My father had let the farm go to hell after my mother had died: If this phrase were an equation, it would be a case of two negatives being multiplied to equal a positive—the past perfect is essentially meaningless. Note that the paragraph this sentence begins doesn't directly follow the first paragraph I quoted; there is intervening narrative in the past tense. So the first instance of had is not wrong, since it establishes that the father let the farm go prior to the action of the current story. However, the meaning of the phrase would arguably be just as clear without the past perfect tense. If the only had in the sentence preceded died, it could again be argued either way. But a second instance of had is meaningless. Past perfect needs a reference point in the actions it precedes. In this sentence, the first instance of past perfect sets the context of things happening before the events of the story; it can't be further used to say that the mother died before the things that happened before the events of the story.
It had always been a small farm: Silva could have written It was always a small farm, but he uses past perfect here to emphasize the farm's established character.
He had his own small herd: This is, of course, not past perfect at all; had is the main rather than auxiliary verb. But note how amidst the abundance of hads in this story, the use of it to mean owned is simply one more empty-sounding word added to the pile. If Silva had streamlined his tenses, this word would have an appropriate sense of purpose.
Now let's rewrite the paragraphs, removing all unnecessary instances of the past perfect tense.
My father had started drinking nearly twelve years ago, not long after my mother died of ovarian cancer. At first, though I was only eleven at the time, I thought I understood: anything to help forget that bone-thin skeleton, that rictus smile that she became just before her death.
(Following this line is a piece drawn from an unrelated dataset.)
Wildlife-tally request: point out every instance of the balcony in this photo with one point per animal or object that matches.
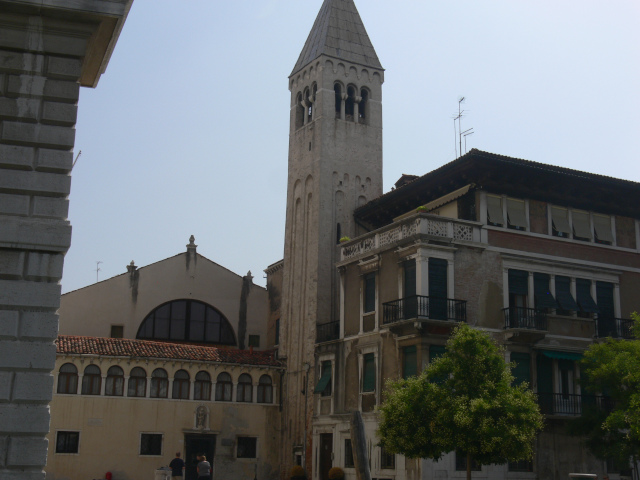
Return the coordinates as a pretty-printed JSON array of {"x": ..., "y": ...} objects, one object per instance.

It was an image that haunted me for a long time afterward. And it was an image that never stopped haunting my father. . . .
My father let the farm go to hell after my mother died. It had always been a small farm: four fifty-acre parcels, about two hundred acres altogether. It sat near the base of the foothills, with South Cow Creek flowing lazily along its southern border. . . . He had his own small herd, too, about twenty head of cattle, and that was pretty much it.
Ta-dah! The paragraphs are crisper and more powerful, while containing just enough of the blurry quality Silva was going for.
Use the past perfect tense (had + past participle) only to indicate action completed before another past action.
Use past perfect sparingly. It can be confusing or meaningless if overused.